If someone created a mobile app containing this database, I would certainly appreciate those multiple gigabytes of data being compressed.
1st move in the list takes one bit (great)
2nd move in the list takes two bits (good)
3rd move in the list takes three bits (okay)
4th move in the list takes four bits (average)
5th move in the list takes five bits (worse than average)
There are many positions where there are lots of plausible moves, in such positions your scheme could use many bits. I would estimate your scheme would take around 4 bits per move on average, much like the similar scheme I describe.
You are correct that a good modern database of 5 million plus games stored uncompressed occupies about 5 gigabytes or 1 DVD. Clearly compression is very useful for online distribution, which is what people expect these days. Chessbase compression reduces the 5 gigs to 0.5 gigs, about 10:1.
The scheme I describe is a nice compromise between performance and maximum compression. In my database program I achieve much faster position search than Chessbase. I am trying to achieve similar results without massive position indexes, and my performant compressed move scheme is a key ingredient in my work.
Edit: But as I state in the intro to my article, I am just an amateur playing around - I am not expecting to 'beat' Chessbase. I'll settle for having some innovative aspects to my program.

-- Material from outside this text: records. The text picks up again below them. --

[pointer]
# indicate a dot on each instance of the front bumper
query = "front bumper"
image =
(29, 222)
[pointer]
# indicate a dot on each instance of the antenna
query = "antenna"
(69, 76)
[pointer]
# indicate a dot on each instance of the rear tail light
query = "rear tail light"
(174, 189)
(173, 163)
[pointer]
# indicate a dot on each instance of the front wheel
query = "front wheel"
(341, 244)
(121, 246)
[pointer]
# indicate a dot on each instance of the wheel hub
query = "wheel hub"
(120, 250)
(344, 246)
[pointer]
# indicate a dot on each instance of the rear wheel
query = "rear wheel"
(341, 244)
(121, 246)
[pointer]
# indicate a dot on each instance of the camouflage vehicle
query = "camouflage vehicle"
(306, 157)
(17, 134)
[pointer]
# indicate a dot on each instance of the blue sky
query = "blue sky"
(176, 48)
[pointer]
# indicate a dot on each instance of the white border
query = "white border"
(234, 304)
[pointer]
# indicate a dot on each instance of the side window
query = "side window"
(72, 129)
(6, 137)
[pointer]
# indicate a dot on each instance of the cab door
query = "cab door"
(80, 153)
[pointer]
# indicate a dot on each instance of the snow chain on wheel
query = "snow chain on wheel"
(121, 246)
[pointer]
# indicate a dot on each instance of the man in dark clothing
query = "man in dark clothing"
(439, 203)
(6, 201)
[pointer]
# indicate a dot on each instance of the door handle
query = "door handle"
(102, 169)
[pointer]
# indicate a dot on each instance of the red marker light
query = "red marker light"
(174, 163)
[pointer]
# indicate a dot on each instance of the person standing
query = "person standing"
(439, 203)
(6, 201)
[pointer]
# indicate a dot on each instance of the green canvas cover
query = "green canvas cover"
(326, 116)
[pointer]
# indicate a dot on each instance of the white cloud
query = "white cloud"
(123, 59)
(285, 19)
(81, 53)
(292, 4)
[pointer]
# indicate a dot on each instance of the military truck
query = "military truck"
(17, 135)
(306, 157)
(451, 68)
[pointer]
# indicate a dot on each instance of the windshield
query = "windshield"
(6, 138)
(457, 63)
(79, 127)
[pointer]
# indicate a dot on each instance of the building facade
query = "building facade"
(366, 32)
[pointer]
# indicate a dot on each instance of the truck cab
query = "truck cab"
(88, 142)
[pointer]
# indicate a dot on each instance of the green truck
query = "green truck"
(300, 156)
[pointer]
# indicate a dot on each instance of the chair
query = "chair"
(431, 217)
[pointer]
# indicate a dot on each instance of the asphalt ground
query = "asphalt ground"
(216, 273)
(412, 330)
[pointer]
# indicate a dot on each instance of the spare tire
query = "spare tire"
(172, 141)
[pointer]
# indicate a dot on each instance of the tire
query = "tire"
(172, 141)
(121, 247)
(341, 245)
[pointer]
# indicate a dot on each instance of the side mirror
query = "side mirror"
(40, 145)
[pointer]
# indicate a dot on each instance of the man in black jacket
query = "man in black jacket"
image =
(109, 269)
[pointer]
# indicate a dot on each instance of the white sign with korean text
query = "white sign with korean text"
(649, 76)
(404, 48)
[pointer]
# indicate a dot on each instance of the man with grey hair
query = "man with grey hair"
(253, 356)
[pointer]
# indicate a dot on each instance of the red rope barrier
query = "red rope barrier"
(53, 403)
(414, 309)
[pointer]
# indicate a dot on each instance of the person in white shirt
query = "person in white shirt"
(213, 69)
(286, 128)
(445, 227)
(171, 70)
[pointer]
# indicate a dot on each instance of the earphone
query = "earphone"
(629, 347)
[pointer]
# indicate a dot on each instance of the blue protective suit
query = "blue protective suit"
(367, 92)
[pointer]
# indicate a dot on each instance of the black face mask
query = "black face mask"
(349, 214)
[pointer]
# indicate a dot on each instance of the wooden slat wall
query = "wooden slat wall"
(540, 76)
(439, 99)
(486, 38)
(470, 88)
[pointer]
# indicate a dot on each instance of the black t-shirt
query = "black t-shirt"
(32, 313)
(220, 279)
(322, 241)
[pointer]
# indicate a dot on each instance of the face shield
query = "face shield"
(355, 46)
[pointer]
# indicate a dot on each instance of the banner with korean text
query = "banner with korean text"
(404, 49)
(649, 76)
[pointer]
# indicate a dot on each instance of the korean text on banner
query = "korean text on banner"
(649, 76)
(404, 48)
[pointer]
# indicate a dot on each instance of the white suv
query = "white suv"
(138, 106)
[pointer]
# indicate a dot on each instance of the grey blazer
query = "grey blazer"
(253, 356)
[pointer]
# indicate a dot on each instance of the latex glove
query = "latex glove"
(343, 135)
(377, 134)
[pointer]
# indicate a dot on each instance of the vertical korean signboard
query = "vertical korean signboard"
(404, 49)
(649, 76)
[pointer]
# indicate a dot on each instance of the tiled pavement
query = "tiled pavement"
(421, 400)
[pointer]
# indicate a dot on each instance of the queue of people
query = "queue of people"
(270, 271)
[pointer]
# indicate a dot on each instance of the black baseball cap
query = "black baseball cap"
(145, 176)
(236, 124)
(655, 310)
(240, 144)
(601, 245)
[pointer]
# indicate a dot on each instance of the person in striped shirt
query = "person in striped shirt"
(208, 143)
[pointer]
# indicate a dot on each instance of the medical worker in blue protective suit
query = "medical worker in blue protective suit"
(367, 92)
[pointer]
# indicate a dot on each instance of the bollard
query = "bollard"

At http://stackoverflow.com/questions/1831386/programmer-puzzle... I suggested combining the sort-the-moves-by-their-evaluation scheme with arithmetic coding according to statistics from a database of games -- how often do people choose the move the engine picks as best? Etc. (It's always easy to propose work for someone else.) (The third paragraph of that answer is irrelevant to real games, which always start from the same configuration.)
Having said that, I might take a look into this 8 bit format :)
That would eliminate the need for computing swaps while still producing the same move code for a given move in a given position.
What if a player decides to resign before making that move?